If Jose went out the back door before the shooting, maybe he heard Dewey and St. Clair talking. It’s dark here. The employees say he and Suzanne used to smoke out back. Officer Ho had found some cigarette butts there.
He lowered his flashlight so the beam was level with the row of bushes that lined the side of the building and walked with care toward the back, like a suspicious night guard in a cheap noir film. Halfway along, something cast a spiderweb-like shadow on the wall. He pulled a pen out of his pocket, reached over, and plucked out a black hairnet.
“You’re lucky to have such a nice day this late in November,” the uniformed woman on the ferry said to Daniel Kennicott. He’d just strolled off the boat, down the ramp to the wharf on Pelee Island. “And it’s never as cold over here. You should come back here in the spring.”
She was right. The air was noticeably warmer than on the mainland and the clouds had cleared. He’d read that the island was famous for its temperate climate due to the moderating effect of the surrounding lake. One of the reasons it was such a good place to grow wine.
“I first heard about Pelee Island when I was in grade five,” he said. “Always wanted to come here.”
“Can’t get any farther south in the whole country,” the woman said.

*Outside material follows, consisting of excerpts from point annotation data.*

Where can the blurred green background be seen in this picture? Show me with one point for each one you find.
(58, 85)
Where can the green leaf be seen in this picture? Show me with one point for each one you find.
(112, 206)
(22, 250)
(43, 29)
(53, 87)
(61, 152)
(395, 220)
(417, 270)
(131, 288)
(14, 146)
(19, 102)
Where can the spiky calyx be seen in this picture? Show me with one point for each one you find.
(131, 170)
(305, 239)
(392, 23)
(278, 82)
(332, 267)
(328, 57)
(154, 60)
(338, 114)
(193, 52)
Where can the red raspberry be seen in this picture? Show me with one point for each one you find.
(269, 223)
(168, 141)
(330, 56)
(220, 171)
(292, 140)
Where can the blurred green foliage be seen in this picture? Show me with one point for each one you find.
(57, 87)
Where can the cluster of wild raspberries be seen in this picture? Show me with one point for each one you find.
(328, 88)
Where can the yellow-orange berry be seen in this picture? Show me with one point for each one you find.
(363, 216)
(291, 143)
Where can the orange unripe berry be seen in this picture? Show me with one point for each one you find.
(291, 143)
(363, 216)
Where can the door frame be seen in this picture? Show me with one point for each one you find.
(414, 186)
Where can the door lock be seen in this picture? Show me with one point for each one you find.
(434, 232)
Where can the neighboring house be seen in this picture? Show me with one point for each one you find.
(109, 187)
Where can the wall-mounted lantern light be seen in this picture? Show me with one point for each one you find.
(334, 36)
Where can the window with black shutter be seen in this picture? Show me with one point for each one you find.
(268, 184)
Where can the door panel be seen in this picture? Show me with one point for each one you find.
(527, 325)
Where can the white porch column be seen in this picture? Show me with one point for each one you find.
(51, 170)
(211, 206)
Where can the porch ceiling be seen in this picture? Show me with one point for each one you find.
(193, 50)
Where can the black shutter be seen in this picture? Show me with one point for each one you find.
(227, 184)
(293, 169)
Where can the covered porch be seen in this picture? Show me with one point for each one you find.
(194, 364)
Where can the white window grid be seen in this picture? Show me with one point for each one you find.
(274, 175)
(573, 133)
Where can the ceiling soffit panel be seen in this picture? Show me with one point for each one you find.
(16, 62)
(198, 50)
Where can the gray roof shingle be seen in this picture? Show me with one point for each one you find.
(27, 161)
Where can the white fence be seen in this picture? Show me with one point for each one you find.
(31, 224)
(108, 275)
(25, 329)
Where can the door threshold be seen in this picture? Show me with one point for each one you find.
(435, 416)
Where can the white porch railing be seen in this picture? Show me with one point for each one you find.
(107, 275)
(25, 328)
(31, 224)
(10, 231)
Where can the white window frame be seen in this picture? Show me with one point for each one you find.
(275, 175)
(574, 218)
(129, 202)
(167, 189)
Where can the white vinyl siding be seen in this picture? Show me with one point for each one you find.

The big boat held space for a number of vehicles in its hold. When they cleared the parking area, he made his way down the gangplank. He heard squawking sounds when he got on shore. Overhead a flock of Canada geese gained a graceful curve in the blue sky. Outside the perimeter fence, an unmarked police car was waiting for him.
“You know the Hawk Haven Inn Bed-and-Breakfast?” he asked the dark-haired police officer who was driving once they’d introduced themselves. Her name was Françoise Gelante. She had wavy auburn hair and a smile that exposed a row of perfect white teeth.
“It’s in the southwest corner. Down the road from the lighthouse.” She drove slowly on the narrow road. There was only room for one car, and when a vehicle came at them from the other direction, both of them had to straddle the shoulders to pass.
On the boat ride across, he had bought a little replica of the Pelee Island lighthouse in the gift shop and attached it to his key chain. “Take me close, but I want you to stay back out of sight.”